Мои поездки к менялам были небезопасны, но то, что делала Карла, было чуть ли не еще опаснее. Ее контакты с деятелями искусства и бизнесменами вызывали у меня тревогу, хотя и кое-какие из моих собственных дел были не лучше.
Людям надо было привыкнуть к тому, что нас двое, и воспринимали они это по-разному. Оказалось, что мои клиенты со дна общества относятся к этому спокойнее, чем ее знакомые из высших слоев.
– Выпейте чая с нами, мисс Карла, – говорили все дельцы черного рынка. – Пожалуйста, присядьте и выпейте чая.
– Стоп, – говорили мне дельцы «белого» рынка у проходной. – Без пропуска нельзя.
Карла добыла мне пропуск и настаивала на том, чтобы я повсюду сидел рядом с ней. Мне приходилось присутствовать на встречах с финансовыми магнатами в облицованных панелями приемных и кабинетах, и каждый раз я чувствовал себя так, словно нахожусь внутри гроба.
– Деловой костюм, – сказал однажды Дидье, – это то же самое, что воинская форма, только он, в отличие от формы, не делает чести носящему его.

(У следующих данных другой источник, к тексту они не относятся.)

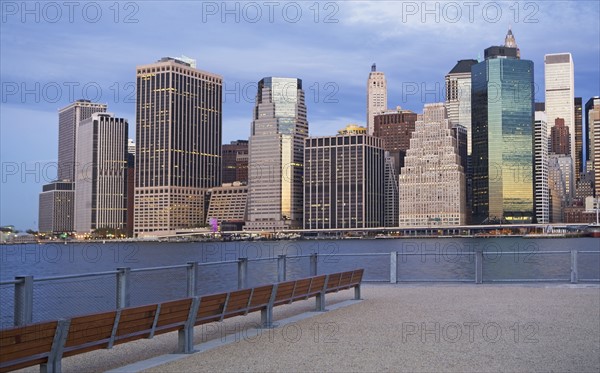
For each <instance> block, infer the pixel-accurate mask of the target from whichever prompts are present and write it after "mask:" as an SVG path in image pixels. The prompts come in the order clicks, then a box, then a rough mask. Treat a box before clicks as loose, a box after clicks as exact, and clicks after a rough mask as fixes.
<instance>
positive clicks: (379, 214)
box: [304, 132, 385, 229]
mask: <svg viewBox="0 0 600 373" xmlns="http://www.w3.org/2000/svg"><path fill="white" fill-rule="evenodd" d="M382 145H383V142H382V140H381V139H380V138H377V137H374V136H369V135H367V134H364V133H352V132H346V133H343V134H339V135H337V136H327V137H309V138H307V139H306V146H305V151H304V229H337V228H374V227H381V226H382V225H383V222H384V178H385V177H384V162H385V157H384V150H383V147H382Z"/></svg>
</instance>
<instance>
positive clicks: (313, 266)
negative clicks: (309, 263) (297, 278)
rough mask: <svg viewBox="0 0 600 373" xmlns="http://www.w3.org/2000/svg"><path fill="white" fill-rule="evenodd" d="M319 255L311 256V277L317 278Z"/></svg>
mask: <svg viewBox="0 0 600 373" xmlns="http://www.w3.org/2000/svg"><path fill="white" fill-rule="evenodd" d="M317 255H319V254H317V253H312V254H310V275H311V276H316V275H317V258H318V257H317Z"/></svg>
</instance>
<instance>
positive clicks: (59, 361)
mask: <svg viewBox="0 0 600 373" xmlns="http://www.w3.org/2000/svg"><path fill="white" fill-rule="evenodd" d="M70 326H71V320H64V319H61V320H58V324H57V325H56V331H55V332H54V340H53V341H52V347H51V349H50V354H49V356H48V363H46V364H40V372H41V373H60V372H61V371H62V364H61V363H62V354H63V351H64V348H65V341H66V340H67V334H69V327H70Z"/></svg>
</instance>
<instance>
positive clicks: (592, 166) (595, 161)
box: [588, 98, 600, 199]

По-видимому, слово «честь» в этих кабинетах и салонах эксклюзивных клубов было не в чести: когда Карла говорила, что доверяет говорить от ее имени только при заключении честных сделок, по лицам окружающих неизменно пробегала волна недовольства, рыбьи рты приоткрывались, а разноцветные галстуки колыхались во вращающихся креслах, как водоросли в неспокойном море.
Искусство было представлено публикой иного пошиба, вроде высокого красивого скульптора, собиравшего нектар на доступных лужайках миллионеров.
Галерея процветала. Рыночным продажам всегда способствует налет скандальности. Этот душок, исходивший от работ, которые в результате нападок фанатиков были сняты с экспозиции или находились под угрозой снятия, будоражил пресыщенные вкусы богатых покупателей. Люди, не привыкшие стоять где-либо в очереди, терпеливо ждали, когда галерейщики примут их, и платили деньгами черного рынка. Высокого красивого скульптора звали Тадж, он заведовал галереей и делал деньги быстрее, чем успевал взмахнуть молотком аукционщика.
Как-то, через несколько недель после локдауна, мы с Карлой зашли в галерею. Тадж беседовал с группой постоянных покупателей. Розанна сидела на телефонах.
Тадж кивнул Карле и продолжил беседу с клиентами. Мы прошли во внутреннее помещение. Вместо прежних мотоциклетных фар по всей комнате были развешены десятки красных флюоресцентных ламп.
Мы сели на кушетку, обтянутую черным шелком. К стенам были прислонены картины, обтянутые защитной пленкой, служившей общим для них конвертом. Анушка принесла нам чай и печенье.
Анушка, выступавшая в качестве мима, в жизни была скромной, приветливой молодой женщиной; галерея была для нее вторым домом. Она села на ковер рядом с нами.
– Как жизнь, Ануш? – спросила Карла.
– Да все по-старому, – улыбнулась та.
– Три дня назад ты говорила, что новая выставка художников-маратхи вот-вот откроется, а я не вижу никакой подготовки к этому.
– Ну… возникли кое-какие разногласия.
– Раз-но-гла-сия? – прорычала Карла по слогам.
В этот момент к нам подошел Тадж и, изящно подогнув свои длинные ноги, сел рядом с Анушкой.
– Прошу прощения, – сказал он. – Надо было закончить разговор с клиентами. Крупная продажа. Как поживаешь, Карла?
– Я слышу о каких-то разногласиях, – сказала она, сверля его гневным взглядом, – и как раз настроена с кем-нибудь не согласиться.
Тадж поспешно перевел взгляд на меня.
– А ты как поживаешь, Лин? – спросил он.
Встречаясь с Таджем, я всегда вспоминаю о том, что он провел однажды два таинственных дня вместе с Карлой где-то за городом. Она так и не рассказала мне об этой поездке, потому что я не хотел спрашивать.
Он был из тех высоких красивых брюнетов, которые заставляют остальных мужчин ревновать. Это, конечно, не их вина. Я знал немало красивых парней, которые были превосходными людьми и хорошими друзьями, и все мы, уроды, любили их, однако продолжали ревновать из-за их внешности.
И хотя это была не его вина, а моя, мне всегда хотелось допросить Таджа с пристрастием.